View Full Version : how to get the best latitude?

04-21-2009, 12:23 AM
Any suggestions on settings to get the best latitude out of this camera. Mostly having some trouble with high lights and such.

04-21-2009, 08:08 AM
cinelike D gamma, no gain, a master ped no lower than about -4, and use the zebras at 100% or 105% to avoid overexposing.

05-21-2009, 10:38 AM
what about shooting 1080_60i or 720_60p so that you can turn on DRS?

i'm not shooting interlaced and wish this feature was available at 24p.

05-21-2009, 01:01 PM
cinelike D gamma, no gain, a master ped no lower than about -4, and use the zebras at 100% or 105% to avoid overexposing.
Thanks Barry!

Can't wait for the HMC150 book!!!! :P

05-21-2009, 07:03 PM
DRS can give you a lot more latitude, at the expense of a little to a LOT more noise. DRS 1 can add up to 6dB, DRS 2 adds more, and DSR 3 can add up to 18dB of noise! So if you like noise, use DRS. If you need the range but don't mind the noise, use DRS. If you don't like noise, DON'T use DRS.

05-22-2009, 08:23 AM
got it. drs = noise.

does it help at all to turn up vcoring to reduce noise?

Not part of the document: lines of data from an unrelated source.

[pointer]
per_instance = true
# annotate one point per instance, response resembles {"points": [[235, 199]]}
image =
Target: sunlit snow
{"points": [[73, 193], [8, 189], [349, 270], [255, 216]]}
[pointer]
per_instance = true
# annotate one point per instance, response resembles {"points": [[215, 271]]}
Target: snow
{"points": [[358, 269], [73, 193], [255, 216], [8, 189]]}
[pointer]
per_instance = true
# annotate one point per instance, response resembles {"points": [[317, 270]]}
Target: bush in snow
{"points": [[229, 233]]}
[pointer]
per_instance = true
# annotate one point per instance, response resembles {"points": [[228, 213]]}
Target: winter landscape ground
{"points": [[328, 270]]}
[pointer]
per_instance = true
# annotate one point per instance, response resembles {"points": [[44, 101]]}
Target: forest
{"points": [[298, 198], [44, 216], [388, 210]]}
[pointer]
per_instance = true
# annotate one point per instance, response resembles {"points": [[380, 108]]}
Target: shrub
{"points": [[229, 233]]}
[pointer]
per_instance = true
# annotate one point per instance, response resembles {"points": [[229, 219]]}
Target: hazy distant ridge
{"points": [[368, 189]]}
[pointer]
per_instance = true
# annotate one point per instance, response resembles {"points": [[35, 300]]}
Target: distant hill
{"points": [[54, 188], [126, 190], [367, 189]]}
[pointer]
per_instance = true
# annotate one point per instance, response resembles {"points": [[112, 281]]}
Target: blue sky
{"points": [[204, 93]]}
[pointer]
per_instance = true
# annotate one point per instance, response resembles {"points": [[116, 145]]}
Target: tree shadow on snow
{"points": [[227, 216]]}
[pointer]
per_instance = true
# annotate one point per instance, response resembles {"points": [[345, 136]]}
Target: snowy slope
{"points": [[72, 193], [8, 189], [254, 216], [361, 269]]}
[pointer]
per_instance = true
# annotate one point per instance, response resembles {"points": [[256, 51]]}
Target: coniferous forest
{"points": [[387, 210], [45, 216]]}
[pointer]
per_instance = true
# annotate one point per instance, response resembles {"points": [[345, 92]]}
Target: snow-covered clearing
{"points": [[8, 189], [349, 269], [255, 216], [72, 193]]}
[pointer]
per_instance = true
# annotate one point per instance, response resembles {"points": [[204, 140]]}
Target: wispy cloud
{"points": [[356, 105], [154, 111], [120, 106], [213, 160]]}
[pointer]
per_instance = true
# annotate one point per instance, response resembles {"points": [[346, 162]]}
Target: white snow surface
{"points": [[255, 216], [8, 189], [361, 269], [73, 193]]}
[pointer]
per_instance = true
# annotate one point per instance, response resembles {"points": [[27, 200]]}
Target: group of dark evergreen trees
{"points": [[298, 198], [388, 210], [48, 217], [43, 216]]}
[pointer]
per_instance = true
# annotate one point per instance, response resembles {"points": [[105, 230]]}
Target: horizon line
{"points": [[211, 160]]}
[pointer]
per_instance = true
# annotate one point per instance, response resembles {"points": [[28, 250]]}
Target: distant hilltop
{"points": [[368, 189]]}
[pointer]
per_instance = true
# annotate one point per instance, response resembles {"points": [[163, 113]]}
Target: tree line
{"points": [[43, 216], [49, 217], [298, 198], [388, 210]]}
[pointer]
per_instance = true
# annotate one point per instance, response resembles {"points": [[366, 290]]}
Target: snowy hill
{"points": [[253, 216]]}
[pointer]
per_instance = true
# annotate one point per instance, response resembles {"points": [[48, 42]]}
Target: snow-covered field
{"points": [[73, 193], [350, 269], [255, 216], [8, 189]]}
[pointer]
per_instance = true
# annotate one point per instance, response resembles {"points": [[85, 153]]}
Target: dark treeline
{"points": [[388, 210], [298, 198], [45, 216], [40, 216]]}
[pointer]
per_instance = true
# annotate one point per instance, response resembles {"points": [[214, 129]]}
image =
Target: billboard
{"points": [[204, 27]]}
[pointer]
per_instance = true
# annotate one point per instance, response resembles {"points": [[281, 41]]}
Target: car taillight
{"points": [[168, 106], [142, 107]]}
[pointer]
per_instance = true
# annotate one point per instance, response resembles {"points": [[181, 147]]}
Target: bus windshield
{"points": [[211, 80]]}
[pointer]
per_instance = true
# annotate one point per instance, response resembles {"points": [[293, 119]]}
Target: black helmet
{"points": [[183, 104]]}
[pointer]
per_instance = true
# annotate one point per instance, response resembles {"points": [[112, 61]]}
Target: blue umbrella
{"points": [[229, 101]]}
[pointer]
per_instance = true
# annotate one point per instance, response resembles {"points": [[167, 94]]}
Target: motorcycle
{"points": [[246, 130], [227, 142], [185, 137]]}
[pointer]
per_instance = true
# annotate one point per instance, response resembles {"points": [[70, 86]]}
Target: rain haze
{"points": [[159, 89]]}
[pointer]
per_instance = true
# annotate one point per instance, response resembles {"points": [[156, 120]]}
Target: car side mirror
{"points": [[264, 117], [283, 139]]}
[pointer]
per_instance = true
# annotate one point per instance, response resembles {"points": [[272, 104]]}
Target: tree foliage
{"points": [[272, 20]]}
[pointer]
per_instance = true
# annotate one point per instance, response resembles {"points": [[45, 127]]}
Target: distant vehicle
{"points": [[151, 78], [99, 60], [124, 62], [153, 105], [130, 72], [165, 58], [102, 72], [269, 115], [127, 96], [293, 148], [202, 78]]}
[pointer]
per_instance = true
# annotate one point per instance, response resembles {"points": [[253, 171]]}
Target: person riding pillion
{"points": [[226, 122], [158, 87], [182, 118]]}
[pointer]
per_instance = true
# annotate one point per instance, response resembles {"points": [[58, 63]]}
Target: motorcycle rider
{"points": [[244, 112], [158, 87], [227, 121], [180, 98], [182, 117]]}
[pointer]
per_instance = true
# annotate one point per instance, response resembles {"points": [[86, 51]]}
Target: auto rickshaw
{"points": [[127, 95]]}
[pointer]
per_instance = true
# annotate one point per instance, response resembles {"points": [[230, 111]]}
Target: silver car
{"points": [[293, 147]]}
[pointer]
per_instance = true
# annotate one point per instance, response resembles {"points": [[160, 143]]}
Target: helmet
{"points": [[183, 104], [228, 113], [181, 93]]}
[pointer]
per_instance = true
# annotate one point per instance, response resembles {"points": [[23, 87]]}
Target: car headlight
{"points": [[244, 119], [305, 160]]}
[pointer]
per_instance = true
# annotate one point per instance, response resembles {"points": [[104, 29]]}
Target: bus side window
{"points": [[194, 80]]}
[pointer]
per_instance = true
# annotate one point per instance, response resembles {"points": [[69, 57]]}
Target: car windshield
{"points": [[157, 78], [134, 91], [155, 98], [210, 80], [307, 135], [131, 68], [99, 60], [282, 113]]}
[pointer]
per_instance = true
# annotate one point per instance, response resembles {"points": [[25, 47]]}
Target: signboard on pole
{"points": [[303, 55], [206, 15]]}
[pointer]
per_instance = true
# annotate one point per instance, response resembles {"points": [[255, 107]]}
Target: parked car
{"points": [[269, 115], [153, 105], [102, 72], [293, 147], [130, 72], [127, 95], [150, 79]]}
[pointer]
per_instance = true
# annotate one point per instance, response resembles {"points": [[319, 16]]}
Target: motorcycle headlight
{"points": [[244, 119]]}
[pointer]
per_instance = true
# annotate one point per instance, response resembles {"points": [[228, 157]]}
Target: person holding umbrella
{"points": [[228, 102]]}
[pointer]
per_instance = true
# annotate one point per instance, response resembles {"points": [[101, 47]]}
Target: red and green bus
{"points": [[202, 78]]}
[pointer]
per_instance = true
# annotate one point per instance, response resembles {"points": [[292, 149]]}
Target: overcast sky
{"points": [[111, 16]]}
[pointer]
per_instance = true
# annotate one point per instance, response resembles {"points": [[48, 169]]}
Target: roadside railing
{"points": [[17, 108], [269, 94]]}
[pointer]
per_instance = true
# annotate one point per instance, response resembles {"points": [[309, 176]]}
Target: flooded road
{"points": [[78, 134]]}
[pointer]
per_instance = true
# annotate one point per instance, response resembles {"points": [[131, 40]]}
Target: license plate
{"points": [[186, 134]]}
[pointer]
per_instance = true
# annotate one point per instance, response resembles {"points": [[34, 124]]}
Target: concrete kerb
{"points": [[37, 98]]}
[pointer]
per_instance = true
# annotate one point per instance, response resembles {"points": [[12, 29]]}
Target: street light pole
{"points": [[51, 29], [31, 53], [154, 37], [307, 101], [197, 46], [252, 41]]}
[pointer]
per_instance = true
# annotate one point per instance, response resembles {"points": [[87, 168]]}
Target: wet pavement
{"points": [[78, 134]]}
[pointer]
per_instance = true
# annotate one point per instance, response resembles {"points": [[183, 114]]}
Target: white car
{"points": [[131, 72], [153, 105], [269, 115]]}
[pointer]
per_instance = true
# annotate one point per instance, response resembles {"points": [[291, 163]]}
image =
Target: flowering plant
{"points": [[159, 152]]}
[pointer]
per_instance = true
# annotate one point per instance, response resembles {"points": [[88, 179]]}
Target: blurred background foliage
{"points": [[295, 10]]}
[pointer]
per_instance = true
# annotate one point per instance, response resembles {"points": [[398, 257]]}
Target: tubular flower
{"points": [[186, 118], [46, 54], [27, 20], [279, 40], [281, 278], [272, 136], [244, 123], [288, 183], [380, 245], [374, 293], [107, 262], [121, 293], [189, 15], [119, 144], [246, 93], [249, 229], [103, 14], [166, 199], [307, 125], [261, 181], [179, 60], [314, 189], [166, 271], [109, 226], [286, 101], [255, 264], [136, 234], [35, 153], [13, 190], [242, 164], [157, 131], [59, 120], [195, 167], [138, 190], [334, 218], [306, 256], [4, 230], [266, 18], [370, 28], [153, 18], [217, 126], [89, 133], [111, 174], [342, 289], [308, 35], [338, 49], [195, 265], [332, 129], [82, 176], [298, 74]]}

so, barry, with your suggested method, you're basically exposing for the highlights, but reducing ped to brighten the shadows. seems there is no way to do the opposite; expose for the shadows and somehow turn down the highlights....i guess that is more like what DRS is trying to do.

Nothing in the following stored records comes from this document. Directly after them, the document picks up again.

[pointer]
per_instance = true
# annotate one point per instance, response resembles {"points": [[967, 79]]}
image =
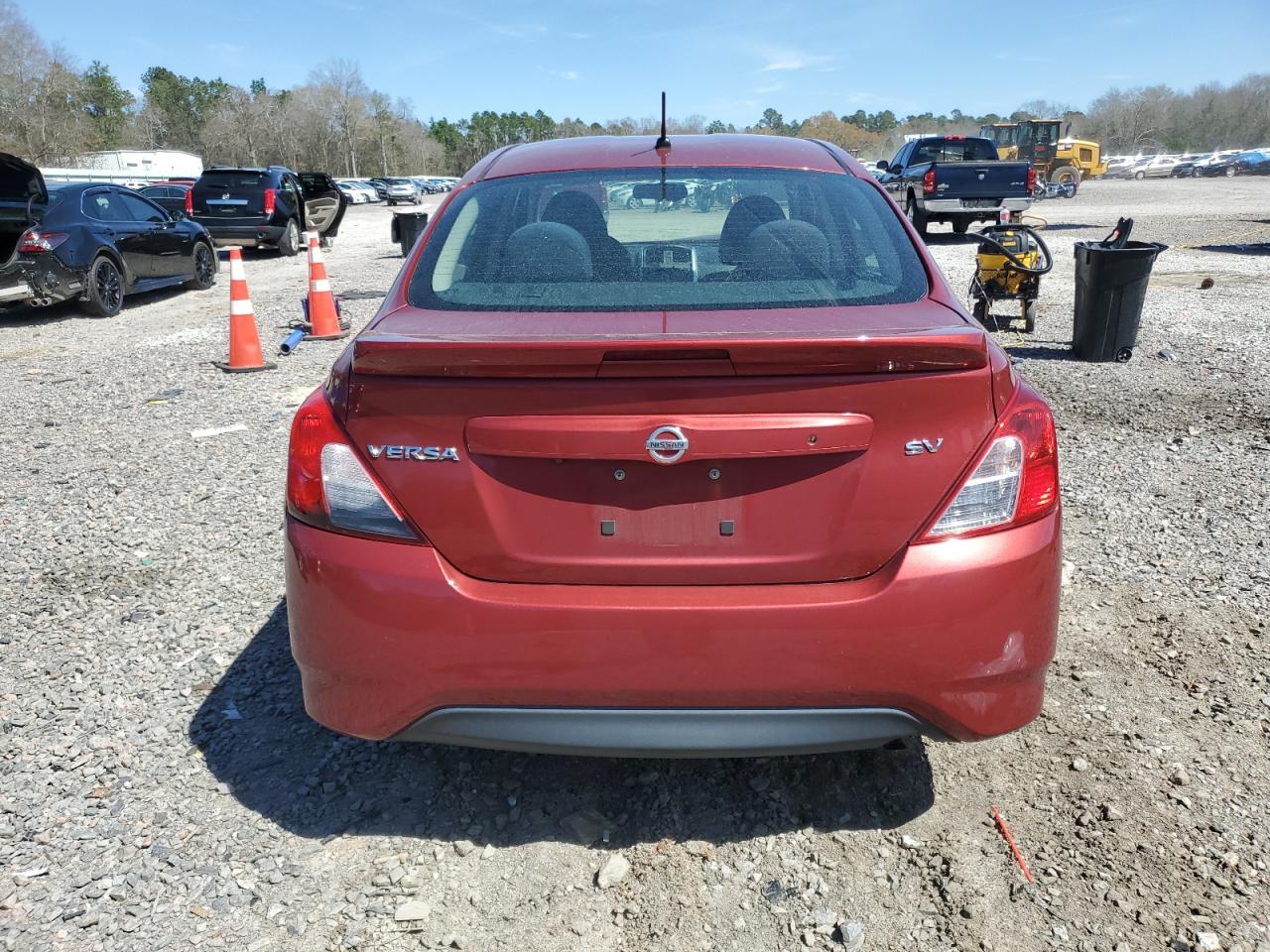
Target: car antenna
{"points": [[663, 145]]}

seems that the latter might result in a less noisy image as you're not artificially brightening anything, simply toning down areas that have too much light.

from a technical standpoint, is there any reason why this isn't done this way? or, why does your method actually result in less noise?....is it simply because you're not pushing it very extremely?

thanks for your insight, i'm getting more and more interested in the technical side of shooting now that i've got so much more manual control over the image. =) i like to understand the how/why of my camera.

05-22-2009, 02:03 PM
The noise from the DRS comes from gain. Coring will always help to smooth over or mask noise, but gain = grain.

The inverse of the pedestal is the knee, so you could expose for the shadows and adjust the knee to try to retain highlight detail. Problem with that approach is that typically video cameras have very little overexposure latitude; you typically have on a DVX100 something like maybe six stops available under the proper exposure, and maybe 1.5 stops over. So it's a lot more important to get the highlights right than it is to try to rescue the shadows, because you have so much more room in the shadows. Of course, the shadows is where the noise lives, too.

Stretching the shadows (by bringing up the master pedestal) usually just stretches out the noise in the shadows; the only way to bring the shadows up noiselessly would be to bring up their light level.